Only the first (default) audio track will be carried into the 3GP output. The 3GP container does not support multiple audio tracks, so secondary language tracks or descriptive audio tracks embedded by the broadcaster will be discarded. If you need a specific non-default track, you would need to modify the FFmpeg command to explicitly select it with the -map flag before running the conversion.
64k AAC is the 3GP format's conventional default because the container was designed for 3G mobile networks where bandwidth is severely limited. For speech-heavy content like news broadcasts or talk shows recorded from TV, 64k AAC is generally intelligible. For music-heavy content such as concerts or dramas with complex soundtracks, you may notice audible compression artifacts. You can raise the bitrate to 96k or 128k in the tool's settings or by changing the -b:a value in the FFmpeg command.
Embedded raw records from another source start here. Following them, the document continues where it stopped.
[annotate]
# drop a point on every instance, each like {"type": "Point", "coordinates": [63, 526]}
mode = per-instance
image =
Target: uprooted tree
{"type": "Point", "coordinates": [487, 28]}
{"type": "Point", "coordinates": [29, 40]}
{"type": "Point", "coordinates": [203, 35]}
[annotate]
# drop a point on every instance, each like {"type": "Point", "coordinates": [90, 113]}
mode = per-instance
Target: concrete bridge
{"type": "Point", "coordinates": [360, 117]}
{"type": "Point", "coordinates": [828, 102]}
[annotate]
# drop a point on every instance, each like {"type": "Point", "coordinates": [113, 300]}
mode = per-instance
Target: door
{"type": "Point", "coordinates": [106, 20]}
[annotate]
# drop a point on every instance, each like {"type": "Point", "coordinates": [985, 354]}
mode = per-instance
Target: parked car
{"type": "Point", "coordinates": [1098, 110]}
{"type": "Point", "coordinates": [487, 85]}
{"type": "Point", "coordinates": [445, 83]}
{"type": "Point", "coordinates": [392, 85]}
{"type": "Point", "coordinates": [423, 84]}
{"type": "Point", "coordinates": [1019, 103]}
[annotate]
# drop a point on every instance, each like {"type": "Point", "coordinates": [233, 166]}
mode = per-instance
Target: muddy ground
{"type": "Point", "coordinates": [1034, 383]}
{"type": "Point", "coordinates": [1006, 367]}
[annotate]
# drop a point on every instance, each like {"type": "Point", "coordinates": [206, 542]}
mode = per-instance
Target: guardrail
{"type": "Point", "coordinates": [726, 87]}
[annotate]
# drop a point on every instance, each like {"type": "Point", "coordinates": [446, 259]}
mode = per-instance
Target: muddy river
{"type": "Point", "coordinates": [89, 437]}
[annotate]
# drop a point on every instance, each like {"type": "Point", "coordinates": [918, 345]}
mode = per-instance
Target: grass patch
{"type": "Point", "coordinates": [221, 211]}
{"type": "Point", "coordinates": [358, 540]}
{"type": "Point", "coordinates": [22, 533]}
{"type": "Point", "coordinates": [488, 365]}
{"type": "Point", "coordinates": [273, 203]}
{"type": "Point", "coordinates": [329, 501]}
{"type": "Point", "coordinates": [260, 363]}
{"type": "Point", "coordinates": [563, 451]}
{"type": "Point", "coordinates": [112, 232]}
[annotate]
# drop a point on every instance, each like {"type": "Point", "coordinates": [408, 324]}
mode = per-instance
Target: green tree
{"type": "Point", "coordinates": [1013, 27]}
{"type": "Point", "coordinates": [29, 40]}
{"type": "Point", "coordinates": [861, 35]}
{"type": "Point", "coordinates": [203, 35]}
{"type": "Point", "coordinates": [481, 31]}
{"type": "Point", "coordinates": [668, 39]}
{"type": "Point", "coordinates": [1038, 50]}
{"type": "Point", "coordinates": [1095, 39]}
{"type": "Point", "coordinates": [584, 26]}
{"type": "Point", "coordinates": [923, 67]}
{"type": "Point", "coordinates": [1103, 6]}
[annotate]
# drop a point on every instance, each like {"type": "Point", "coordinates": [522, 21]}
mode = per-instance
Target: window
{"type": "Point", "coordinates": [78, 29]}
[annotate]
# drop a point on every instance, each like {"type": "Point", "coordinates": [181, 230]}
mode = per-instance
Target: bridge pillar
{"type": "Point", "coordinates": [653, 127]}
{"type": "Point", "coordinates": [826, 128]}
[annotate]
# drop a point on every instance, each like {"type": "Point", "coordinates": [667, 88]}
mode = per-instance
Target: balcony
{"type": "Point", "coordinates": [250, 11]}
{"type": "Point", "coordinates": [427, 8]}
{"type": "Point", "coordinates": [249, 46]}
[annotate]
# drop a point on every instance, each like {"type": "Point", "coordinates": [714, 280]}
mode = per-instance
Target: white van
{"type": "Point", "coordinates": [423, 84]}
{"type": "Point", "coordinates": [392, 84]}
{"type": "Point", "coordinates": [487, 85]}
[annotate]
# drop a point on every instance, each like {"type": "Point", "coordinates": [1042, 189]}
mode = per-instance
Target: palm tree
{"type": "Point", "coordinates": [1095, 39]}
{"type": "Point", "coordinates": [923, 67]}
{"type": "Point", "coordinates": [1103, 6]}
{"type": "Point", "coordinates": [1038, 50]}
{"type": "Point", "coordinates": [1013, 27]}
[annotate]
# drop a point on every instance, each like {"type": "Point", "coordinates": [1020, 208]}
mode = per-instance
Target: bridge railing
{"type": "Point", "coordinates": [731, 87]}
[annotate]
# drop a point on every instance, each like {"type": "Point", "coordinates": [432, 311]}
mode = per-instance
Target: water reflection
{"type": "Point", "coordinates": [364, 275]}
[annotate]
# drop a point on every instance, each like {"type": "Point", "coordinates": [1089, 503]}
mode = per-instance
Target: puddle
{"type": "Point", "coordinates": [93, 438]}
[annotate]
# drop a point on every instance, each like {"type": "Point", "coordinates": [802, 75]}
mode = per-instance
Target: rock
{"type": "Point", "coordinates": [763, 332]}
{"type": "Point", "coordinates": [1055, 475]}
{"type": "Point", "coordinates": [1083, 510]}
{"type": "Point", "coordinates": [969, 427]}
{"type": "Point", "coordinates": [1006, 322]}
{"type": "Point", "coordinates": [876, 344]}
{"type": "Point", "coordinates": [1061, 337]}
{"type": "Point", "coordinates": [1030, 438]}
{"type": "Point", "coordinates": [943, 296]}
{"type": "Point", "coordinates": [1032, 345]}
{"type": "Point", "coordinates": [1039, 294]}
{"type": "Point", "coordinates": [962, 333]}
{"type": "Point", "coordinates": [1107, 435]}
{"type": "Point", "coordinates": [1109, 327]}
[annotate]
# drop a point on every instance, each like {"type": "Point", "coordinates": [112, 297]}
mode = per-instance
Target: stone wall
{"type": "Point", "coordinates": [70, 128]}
Significantly smaller. WTV files from Windows Media Center can be several gigabytes for an hour of HD content. The 3GP output will be much smaller due to the constrained audio bitrate (64k vs. the original's 192k+ AC-3 or AAC) and because libx264 at CRF 23 is efficient for the resolutions typical of broadcast recordings. Expect the 3GP file to be roughly one-quarter to one-half the size of the WTV source, depending on the original broadcast resolution and bitrate.
Video quality is controlled by the -crf flag. The default value of 23 is a balanced middle ground — lower values (e.g., 18) produce higher quality at larger file sizes, while higher values (e.g., 28) produce smaller files with more visible compression. For a recorded TV broadcast being downconverted to a mobile format, values between 23 and 28 are usually sufficient. Edit the command directly, changing -crf 23 to your preferred value before running it locally with FFmpeg.
Yes, but you'll need to run the command locally on your desktop rather than in the browser tool, since the browser processes one file at a time. On Windows, you can use a simple batch script looping over WTV files: for %f in (*.wtv) do ffmpeg -i "%f" -c:v libx264 -c:a aac -crf 23 -b:a 64k -movflags +faststart "%~nf.3gp". On Linux or macOS, use a for loop in bash. The browser tool's displayed command gives you the exact parameters to replicate consistently across a whole folder of recordings.

Technical Notes

WTV is a container format exclusive to Windows Vista and Windows 7 Media Center, and support for it in FFmpeg relies on its wtv demuxer, which handles the proprietary DVR-MS-adjacent structure including broadcast metadata such as channel name, air time, and program description. None of this DVR metadata is carried into the 3GP output because the 3GP container has no equivalent metadata fields for broadcast attribution. The libx264 encoder used here must produce H.264 output conforming to a Baseline or Main profile for maximum 3GP device compatibility — FFmpeg's default profile for libx264 targeting 3GP is generally appropriate, but very old 3G handsets may require an explicit -profile:v baseline flag added to the command. The -movflags +faststart flag is essential for any 3GP file intended for streaming or progressive download, as it moves the moov atom to the file head via a two-pass write. Note that if your WTV source was recorded from an MPEG-2 broadcast (common in DVB or ATSC recordings through Media Center), the video must be fully transcoded from MPEG-2 to H.264 — this is more CPU-intensive than a codec-copy operation and will take longer for hour-long recordings. The browser-based tool handles files up to 1GB; for full-length HD WTV recordings that often exceed this, the displayed FFmpeg command is provided so you can run the identical conversion locally without any file size limitation.